16. The resolution of the problems with the guttering and flashing was problematic and complicated. Party Wall Awards are personal to the signatories. Mr T did not have the authority to directly instruct the Respondent to do any particular work as he was not the appointing owner. Such instructions had to come from the landlord. Unfortunately, during the early part of 2014 the landlord was extremely ill, so ill that she died in October 2014. There was little communication after this point from the landlord’s husband with the Respondent.
17. The Respondent himself became ill in June 2015. Nonetheless, he endeavoured to ensure that the guttering problem was fixed. There were on-going issues with the adjoining owner’s surveyor which delayed the necessary remedial works.

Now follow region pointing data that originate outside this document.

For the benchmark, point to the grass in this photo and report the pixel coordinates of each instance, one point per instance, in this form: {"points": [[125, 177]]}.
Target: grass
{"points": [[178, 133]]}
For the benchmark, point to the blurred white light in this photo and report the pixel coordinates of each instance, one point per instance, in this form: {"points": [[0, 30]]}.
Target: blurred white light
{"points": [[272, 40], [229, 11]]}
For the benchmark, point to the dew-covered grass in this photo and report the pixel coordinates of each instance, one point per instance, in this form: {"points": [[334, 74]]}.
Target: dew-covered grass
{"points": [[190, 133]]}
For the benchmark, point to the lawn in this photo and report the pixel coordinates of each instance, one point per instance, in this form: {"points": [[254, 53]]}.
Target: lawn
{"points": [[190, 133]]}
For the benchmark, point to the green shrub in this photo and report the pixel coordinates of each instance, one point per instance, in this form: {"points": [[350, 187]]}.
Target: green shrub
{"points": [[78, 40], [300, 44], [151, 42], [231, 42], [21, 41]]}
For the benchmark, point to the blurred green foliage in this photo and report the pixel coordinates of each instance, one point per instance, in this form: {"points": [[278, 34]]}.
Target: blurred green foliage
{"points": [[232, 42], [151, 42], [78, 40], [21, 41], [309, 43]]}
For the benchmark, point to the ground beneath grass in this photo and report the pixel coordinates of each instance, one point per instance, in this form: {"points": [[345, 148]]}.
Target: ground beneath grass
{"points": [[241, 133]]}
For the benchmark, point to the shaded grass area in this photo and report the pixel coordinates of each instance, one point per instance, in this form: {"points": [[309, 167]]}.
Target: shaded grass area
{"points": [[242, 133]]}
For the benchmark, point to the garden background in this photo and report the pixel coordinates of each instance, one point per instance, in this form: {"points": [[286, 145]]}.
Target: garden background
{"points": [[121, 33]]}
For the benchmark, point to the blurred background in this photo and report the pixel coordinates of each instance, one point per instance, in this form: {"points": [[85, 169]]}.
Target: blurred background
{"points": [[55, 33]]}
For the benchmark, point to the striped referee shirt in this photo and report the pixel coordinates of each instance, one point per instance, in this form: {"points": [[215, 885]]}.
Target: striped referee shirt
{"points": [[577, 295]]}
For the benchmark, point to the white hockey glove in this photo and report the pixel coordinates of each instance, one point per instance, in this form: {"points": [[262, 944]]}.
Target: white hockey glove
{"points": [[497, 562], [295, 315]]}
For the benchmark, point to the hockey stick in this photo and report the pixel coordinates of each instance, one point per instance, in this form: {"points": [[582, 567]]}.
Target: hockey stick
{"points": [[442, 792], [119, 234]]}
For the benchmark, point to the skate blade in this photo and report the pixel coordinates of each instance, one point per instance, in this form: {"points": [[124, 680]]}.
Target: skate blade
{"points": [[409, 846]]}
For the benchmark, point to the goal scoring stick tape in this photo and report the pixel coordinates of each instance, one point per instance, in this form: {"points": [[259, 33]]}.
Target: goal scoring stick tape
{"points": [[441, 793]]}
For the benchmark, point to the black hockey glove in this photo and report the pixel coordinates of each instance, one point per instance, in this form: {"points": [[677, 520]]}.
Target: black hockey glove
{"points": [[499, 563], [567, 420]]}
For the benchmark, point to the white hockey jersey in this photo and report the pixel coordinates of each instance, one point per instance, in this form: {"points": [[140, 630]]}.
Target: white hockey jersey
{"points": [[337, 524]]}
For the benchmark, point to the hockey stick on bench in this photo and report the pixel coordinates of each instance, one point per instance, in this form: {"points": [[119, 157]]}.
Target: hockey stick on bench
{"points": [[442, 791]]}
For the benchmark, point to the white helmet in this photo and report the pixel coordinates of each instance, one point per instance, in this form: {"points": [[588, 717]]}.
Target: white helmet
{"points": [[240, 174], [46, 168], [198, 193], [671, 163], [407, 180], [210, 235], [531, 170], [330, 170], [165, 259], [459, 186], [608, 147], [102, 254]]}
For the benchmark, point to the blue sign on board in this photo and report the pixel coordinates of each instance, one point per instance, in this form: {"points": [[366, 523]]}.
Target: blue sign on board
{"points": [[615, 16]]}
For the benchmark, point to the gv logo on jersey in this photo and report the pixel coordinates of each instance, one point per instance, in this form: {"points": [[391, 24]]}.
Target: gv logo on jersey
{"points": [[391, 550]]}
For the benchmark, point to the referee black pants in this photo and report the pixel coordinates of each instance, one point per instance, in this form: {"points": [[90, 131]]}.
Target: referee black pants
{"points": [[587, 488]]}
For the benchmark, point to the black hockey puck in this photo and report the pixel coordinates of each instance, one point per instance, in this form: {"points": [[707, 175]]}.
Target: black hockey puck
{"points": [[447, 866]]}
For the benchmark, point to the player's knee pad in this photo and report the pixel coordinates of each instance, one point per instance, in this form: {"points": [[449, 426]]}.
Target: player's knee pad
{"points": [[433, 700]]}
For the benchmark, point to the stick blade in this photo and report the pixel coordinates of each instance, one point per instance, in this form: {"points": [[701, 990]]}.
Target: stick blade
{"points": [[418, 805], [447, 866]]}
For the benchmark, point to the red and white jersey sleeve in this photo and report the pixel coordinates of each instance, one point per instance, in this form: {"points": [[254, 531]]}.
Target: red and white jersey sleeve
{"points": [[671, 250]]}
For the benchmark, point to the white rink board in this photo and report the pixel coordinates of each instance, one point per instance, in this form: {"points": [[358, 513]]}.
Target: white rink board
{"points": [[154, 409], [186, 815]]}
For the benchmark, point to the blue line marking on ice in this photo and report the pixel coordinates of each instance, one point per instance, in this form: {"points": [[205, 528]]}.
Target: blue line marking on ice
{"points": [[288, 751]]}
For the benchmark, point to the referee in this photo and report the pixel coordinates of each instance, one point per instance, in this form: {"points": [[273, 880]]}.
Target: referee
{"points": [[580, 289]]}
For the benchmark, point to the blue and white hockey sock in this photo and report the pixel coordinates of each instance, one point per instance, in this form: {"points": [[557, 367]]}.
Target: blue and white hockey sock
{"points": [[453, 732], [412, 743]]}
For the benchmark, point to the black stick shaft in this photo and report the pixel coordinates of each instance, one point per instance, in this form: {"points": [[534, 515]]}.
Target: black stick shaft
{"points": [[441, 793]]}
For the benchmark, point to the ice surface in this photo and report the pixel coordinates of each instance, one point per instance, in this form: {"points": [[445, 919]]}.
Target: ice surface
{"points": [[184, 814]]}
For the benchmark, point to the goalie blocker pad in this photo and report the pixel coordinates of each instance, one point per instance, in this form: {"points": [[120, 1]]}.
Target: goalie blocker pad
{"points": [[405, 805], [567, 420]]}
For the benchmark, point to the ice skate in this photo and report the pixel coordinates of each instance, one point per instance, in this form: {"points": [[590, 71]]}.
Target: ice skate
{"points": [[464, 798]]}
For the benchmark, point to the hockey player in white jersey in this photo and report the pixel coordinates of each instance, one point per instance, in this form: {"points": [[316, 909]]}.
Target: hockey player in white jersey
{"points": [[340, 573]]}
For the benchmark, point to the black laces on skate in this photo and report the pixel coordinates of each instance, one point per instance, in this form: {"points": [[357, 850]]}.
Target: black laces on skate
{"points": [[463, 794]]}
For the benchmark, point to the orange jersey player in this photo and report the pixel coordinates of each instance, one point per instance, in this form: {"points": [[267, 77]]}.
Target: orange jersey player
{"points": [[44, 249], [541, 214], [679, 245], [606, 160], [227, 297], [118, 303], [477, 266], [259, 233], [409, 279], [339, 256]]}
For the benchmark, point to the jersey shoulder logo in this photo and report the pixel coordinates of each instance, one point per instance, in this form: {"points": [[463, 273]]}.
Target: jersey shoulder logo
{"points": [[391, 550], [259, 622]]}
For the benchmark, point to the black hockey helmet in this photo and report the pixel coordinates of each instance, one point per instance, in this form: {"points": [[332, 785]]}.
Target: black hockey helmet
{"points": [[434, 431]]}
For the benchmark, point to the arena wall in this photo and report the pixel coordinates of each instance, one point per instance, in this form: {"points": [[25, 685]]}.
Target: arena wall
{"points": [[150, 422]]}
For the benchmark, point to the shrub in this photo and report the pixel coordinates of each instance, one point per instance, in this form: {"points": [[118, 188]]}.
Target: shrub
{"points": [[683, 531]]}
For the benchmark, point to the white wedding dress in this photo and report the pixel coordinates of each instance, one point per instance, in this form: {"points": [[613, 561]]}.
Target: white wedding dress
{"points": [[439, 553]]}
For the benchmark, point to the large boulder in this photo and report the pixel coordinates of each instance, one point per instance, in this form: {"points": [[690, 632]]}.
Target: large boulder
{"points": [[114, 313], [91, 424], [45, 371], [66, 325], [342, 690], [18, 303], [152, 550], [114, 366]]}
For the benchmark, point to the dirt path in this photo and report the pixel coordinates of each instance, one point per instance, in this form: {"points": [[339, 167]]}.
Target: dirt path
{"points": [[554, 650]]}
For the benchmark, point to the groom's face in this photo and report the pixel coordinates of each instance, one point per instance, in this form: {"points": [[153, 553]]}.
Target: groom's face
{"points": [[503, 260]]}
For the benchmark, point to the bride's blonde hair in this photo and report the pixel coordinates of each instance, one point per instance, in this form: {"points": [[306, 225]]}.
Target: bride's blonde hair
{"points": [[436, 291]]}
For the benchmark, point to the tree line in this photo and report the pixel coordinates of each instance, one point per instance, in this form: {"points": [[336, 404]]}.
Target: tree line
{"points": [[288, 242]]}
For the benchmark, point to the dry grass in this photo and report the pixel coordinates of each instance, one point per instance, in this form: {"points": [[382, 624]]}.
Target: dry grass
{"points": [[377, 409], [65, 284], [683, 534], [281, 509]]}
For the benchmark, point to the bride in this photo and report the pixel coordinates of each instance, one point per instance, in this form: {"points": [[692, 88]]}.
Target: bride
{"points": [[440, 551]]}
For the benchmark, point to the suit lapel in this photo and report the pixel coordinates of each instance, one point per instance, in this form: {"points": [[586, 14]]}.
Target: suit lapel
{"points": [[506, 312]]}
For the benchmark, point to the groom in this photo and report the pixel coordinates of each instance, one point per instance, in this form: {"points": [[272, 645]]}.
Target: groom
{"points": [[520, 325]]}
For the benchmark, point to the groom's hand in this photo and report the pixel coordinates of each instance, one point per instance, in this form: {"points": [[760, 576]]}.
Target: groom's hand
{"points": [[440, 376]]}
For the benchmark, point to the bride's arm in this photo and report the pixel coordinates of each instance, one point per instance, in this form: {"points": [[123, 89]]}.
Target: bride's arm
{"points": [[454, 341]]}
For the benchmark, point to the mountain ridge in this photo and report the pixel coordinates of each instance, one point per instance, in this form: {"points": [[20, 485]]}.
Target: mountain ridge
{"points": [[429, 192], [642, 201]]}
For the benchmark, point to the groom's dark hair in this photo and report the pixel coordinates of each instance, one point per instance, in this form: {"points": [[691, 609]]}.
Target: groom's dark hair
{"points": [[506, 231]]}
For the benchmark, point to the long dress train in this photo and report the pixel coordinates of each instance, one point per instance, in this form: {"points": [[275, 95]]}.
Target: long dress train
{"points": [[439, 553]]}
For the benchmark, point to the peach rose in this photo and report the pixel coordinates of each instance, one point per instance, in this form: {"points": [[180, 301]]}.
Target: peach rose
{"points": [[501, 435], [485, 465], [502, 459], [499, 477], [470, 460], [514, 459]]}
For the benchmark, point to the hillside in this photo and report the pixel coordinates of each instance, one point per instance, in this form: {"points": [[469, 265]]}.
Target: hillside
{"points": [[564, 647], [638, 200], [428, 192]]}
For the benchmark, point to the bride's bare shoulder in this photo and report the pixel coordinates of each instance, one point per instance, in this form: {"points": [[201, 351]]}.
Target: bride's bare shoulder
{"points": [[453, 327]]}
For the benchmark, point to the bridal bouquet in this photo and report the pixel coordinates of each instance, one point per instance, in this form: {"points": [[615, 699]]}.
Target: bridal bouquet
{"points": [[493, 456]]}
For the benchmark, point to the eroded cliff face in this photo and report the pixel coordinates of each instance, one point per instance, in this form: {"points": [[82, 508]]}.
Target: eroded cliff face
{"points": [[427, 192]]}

18. The Respondent carried out the actual work required of him as a Party Wall Surveyor competently and satisfactorily. However, the Respondent acknowledges that he could have done more to respond to Mr T and greatly regrets his lack of communication. He accepts that he will, in future, deal more effectively with these types of concerns and has developed a new model letter to deal with similar situations if they should arise.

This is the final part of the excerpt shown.